Ele cita como exemplo uma ferramenta que vem sendo desenvolvida dentro do Plano Nacional de Recuperação da Aprendizagem para ajudar a detectar crianças vulneráveis e com alto risco de abandonar a escola. A ferramenta, afirma, chamou atenção do Banco Mundial, que tem interesse em levá-la a outros países.
“Depois da pandemia, muitas crianças tiveram dificuldade de voltar à escola. Questões ligadas à permanência, mas também à saúde emocional, aumentaram muito. O Brasil não tinha dados desse tipo de histórico dos alunos, então foi preciso criar uma tecnologia própria para fazer essa busca ativa.”
Isotani dá outros exemplos. Ele elogiou a iniciativa do governo de estruturar uma rede de inovação para a educação híbrida, que deve criar 56 polos no Brasil pesquisar e capacitar e professores, profissionais e gestores da área. Em outra área, uma ferramenta que auxilia na avaliação de tecnologias educacionais teria chamado a atenção do Banco Interamericano de Desenvolvimento (BID). “Ela inverteu a lógica desse processo.

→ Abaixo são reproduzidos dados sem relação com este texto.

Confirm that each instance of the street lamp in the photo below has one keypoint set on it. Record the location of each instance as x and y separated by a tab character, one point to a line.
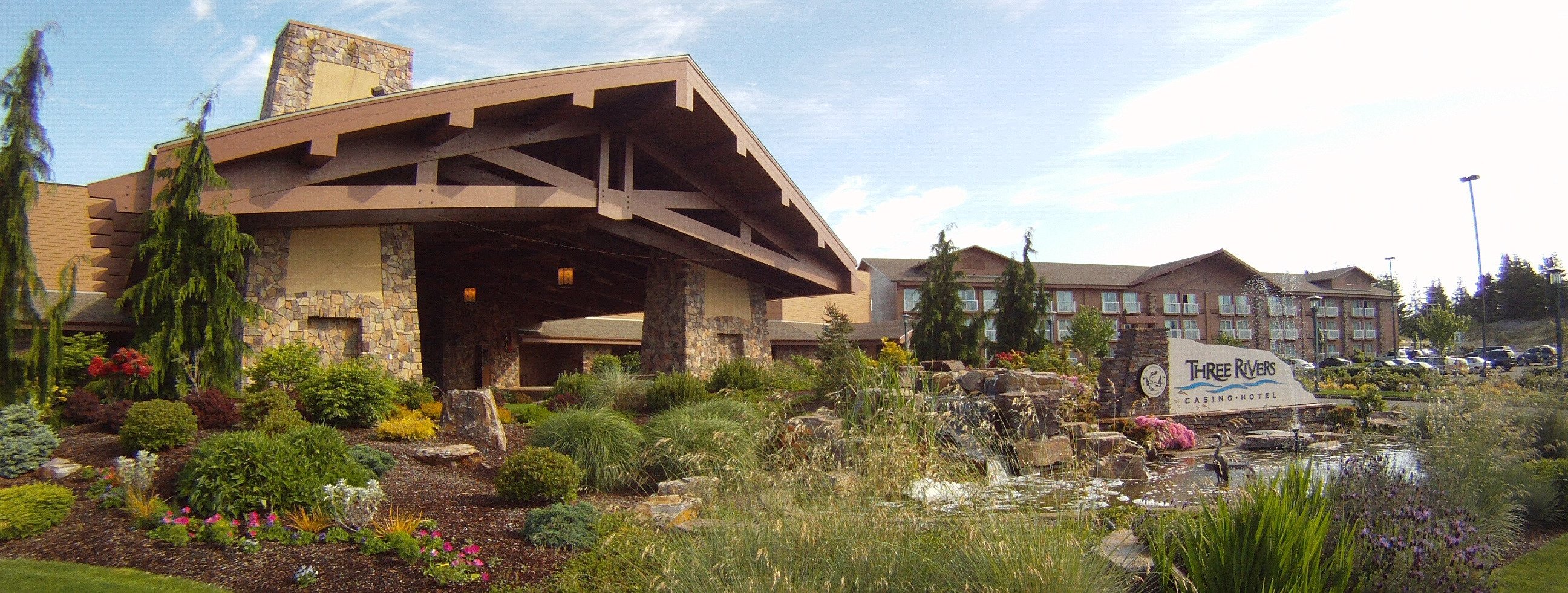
1556	277
1481	269
1318	346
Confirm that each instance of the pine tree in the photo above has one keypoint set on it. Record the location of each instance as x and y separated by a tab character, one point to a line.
941	328
24	164
1018	308
189	306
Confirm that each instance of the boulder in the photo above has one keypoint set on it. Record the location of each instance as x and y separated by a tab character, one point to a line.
59	470
459	455
943	366
472	416
1122	467
671	510
695	485
1043	452
1275	439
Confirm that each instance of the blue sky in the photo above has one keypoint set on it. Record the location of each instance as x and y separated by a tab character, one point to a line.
1301	135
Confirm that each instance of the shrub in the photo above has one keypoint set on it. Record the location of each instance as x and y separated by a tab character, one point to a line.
286	366
372	459
604	443
25	443
416	393
739	374
616	389
579	385
562	526
432	410
157	426
697	439
113	415
604	363
671	389
242	471
281	421
82	407
32	509
538	476
529	413
350	394
1281	537
214	409
407	427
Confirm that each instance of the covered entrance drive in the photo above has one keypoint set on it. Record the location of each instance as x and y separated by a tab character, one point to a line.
438	230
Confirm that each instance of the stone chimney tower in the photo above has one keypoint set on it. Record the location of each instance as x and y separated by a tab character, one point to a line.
316	66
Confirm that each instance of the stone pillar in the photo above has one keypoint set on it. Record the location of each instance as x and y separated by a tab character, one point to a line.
316	66
695	319
1143	343
344	323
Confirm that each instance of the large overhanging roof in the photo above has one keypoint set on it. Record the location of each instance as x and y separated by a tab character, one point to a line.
647	151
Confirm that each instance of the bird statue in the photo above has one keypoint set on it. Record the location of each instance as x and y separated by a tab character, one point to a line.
1220	467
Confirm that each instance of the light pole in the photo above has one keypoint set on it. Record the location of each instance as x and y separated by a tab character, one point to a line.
1394	306
1556	277
1318	346
1481	272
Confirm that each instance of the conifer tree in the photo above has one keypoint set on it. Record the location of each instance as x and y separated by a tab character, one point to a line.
941	330
1018	308
189	308
24	164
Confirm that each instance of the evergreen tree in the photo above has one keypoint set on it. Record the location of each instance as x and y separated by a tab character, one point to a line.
1018	311
939	327
24	164
189	306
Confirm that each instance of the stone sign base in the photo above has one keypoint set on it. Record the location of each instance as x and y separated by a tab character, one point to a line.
1256	420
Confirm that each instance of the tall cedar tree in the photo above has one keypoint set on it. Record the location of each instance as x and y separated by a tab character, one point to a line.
24	164
941	330
1018	308
189	306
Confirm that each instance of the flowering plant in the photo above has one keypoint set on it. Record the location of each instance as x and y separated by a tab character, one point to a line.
1167	433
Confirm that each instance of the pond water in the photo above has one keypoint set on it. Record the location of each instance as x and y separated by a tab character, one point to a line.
1177	482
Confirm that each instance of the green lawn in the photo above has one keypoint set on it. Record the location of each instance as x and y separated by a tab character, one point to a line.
1540	571
70	578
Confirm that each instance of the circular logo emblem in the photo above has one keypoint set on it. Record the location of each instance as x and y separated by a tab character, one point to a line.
1153	380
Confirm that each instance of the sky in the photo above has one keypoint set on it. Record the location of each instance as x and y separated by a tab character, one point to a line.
1299	135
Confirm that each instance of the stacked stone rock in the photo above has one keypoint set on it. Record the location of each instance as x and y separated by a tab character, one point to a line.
388	320
301	46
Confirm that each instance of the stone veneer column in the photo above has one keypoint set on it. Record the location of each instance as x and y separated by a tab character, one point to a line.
301	46
1143	343
388	320
678	335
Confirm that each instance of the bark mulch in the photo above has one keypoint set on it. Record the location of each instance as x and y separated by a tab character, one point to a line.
460	499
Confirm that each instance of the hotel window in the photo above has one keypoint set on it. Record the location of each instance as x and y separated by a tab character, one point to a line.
1109	303
1129	303
1065	302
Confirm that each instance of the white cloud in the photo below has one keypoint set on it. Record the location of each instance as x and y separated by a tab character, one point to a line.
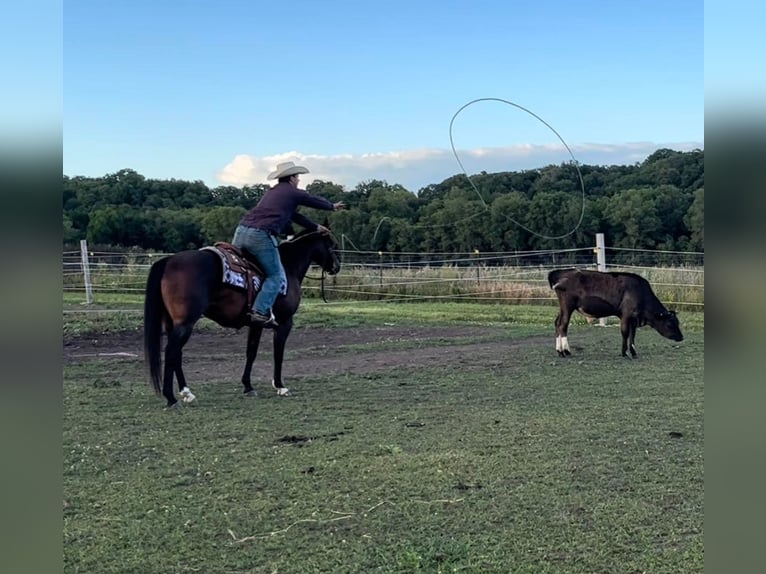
415	169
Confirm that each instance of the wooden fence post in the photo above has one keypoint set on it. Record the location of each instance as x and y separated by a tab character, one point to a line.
601	261
86	271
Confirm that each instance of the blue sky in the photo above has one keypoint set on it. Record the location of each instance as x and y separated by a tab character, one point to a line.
220	91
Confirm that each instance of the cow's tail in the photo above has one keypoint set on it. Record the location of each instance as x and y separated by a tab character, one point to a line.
154	315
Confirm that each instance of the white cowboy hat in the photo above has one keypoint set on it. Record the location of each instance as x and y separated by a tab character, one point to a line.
285	169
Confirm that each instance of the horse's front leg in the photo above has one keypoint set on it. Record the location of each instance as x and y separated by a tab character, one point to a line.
253	340
280	338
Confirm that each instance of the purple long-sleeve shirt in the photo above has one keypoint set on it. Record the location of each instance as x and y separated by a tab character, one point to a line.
279	205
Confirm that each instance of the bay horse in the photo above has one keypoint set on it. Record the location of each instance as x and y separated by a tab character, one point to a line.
183	287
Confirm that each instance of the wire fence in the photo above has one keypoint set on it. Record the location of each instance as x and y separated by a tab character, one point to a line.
501	277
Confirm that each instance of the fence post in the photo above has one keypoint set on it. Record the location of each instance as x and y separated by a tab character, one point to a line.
86	271
601	261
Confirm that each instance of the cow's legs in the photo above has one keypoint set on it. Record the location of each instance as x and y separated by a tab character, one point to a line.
628	329
562	328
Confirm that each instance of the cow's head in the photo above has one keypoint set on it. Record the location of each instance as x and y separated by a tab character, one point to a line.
666	323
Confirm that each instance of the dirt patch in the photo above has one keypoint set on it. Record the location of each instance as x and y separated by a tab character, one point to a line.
318	351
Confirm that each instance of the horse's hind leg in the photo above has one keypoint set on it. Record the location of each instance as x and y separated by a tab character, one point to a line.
280	339
177	338
253	340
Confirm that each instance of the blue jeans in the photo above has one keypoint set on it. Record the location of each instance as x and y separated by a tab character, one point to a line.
263	245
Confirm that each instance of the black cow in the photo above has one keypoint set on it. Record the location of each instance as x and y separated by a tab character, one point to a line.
604	294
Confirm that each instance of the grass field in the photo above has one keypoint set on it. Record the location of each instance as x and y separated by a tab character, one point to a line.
481	452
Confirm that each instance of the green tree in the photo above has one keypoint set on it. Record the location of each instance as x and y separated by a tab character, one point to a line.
219	223
695	221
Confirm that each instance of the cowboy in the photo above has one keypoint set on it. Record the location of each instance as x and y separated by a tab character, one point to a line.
259	230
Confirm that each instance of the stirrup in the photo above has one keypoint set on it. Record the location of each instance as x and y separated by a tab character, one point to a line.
267	322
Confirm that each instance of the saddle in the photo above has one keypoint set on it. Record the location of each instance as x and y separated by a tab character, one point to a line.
240	270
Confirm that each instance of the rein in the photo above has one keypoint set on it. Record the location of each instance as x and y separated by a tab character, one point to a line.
321	284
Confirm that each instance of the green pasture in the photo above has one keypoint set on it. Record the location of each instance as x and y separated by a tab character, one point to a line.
527	464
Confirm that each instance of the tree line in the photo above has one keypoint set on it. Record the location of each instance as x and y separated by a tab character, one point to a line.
657	204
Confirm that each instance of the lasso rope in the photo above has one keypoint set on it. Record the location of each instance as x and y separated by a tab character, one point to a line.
550	127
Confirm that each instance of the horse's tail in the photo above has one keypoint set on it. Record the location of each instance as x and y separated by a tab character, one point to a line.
154	313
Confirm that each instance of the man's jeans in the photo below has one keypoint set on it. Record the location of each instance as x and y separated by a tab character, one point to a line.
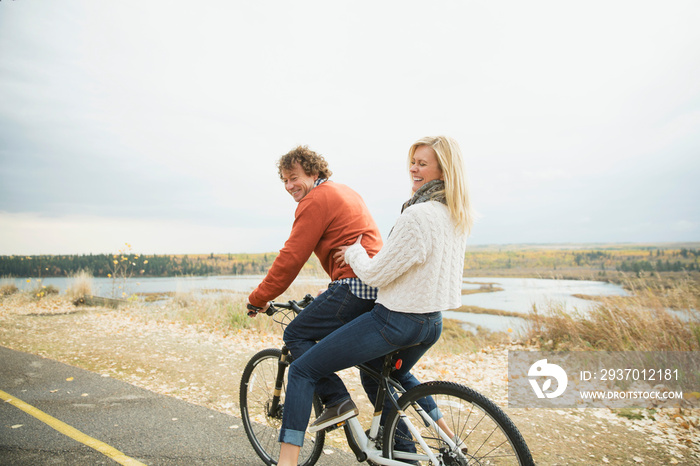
331	310
366	338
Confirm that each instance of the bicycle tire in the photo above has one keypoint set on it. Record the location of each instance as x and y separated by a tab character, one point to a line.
261	427
487	434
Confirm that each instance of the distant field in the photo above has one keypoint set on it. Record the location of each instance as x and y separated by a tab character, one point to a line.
559	261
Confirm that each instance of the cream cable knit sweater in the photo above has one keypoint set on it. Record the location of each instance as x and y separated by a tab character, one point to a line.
420	267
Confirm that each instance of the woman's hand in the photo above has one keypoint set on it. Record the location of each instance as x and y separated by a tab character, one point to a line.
340	255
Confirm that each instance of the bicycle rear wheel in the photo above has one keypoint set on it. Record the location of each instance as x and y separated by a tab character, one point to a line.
260	423
486	434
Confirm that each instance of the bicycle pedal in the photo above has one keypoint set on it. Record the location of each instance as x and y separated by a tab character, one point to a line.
334	427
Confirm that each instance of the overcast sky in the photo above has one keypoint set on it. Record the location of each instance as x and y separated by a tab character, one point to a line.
158	123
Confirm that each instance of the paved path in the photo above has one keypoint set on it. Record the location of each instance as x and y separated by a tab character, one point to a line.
82	418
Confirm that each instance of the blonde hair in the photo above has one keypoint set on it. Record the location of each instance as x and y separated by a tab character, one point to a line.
449	158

Antes, um conjunto de especialistas avaliava a tecnologia, se fazia sentido no contexto brasileiro. Agora, é a empresa que produz evidências e os especialistas checam se o processo foi bem conduzido, o que acelera o processo”, diz.
A atenção em adaptar as tecnologias ao contexto local significa também evitar o desperdício de recursos em iniciativas bem ou mal intencionadas que, volta e meia, se tornam notícia. O caso mais recente, lembra, foi a compra, no ano passado, de kits de robótica para escolas em Alagoas que não tinham água ou acesso à internet. “Essas políticas vêm e morrem. E uma das várias respostas para esse problema é o fato de que a gente pensa em infraestrutura antes de ter uma visão sobre se aquilo é sustentável”, diz.
No ano passado, Isotani foi convidado pela universidade americana para lecionar duas disciplinas na Faculdade de Educação: “Inteligência Artificial aplicada à educação” e “Tecnologias educacionais e políticas públicas no Brasil e sul global”. Ele é um dos palestrantes da nona edição do Brazil Conference, realizado pela comunidade brasileira de estudantes em Boston para promover o país. O evento começa hoje e tem, entre seus organizadores, o presidente do Instituto Four e colunista do Valor, Wellington Vitorino.
Em relação à adaptação ao contexto local de tecnologias “de ponta” como o ChatGPT, o pesquisador ressalta que banir das escolas nunca é solução. “São ferramentas que aumentam a produtividade, a capacidade de processar informação e criação. Se a gente banir, estamos, em verdade, reduzindo a capacidade de treinarmos as habilidades digitais necessárias para mercado de trabalho no século XXI”, alerta.
Isotani defende de uma mudança da forma como se usa a inteligência artificial. Hoje, diz, ela é vista principalmente como forma de obter respostas corretas e rápidas. O ideal, diz, seria usá-lo como um “learning companion”, focado em ajudar no processo de aprendizado do dia a dia, em vez de uma cola eficiente para provas e trabalhos.
Esse debate, segundo ele, passa pela construção de uma legislação que ainda está engatinhando, mesmo nos países desenvolvidos. “Nos próximos meses, vamos começar a ver a construção de pedagogias que de fato consigam trabalhar com essas tecnologias. Atualmente, ela é utilizada ou como muleta ou suporte opcional. Está na hora de transformá-la em um elemento essencial dentro do contexto escolar”, afirma. “Quando a inteligência artificial é boa, ela é invisível. Essa camada a gente precisa construir.”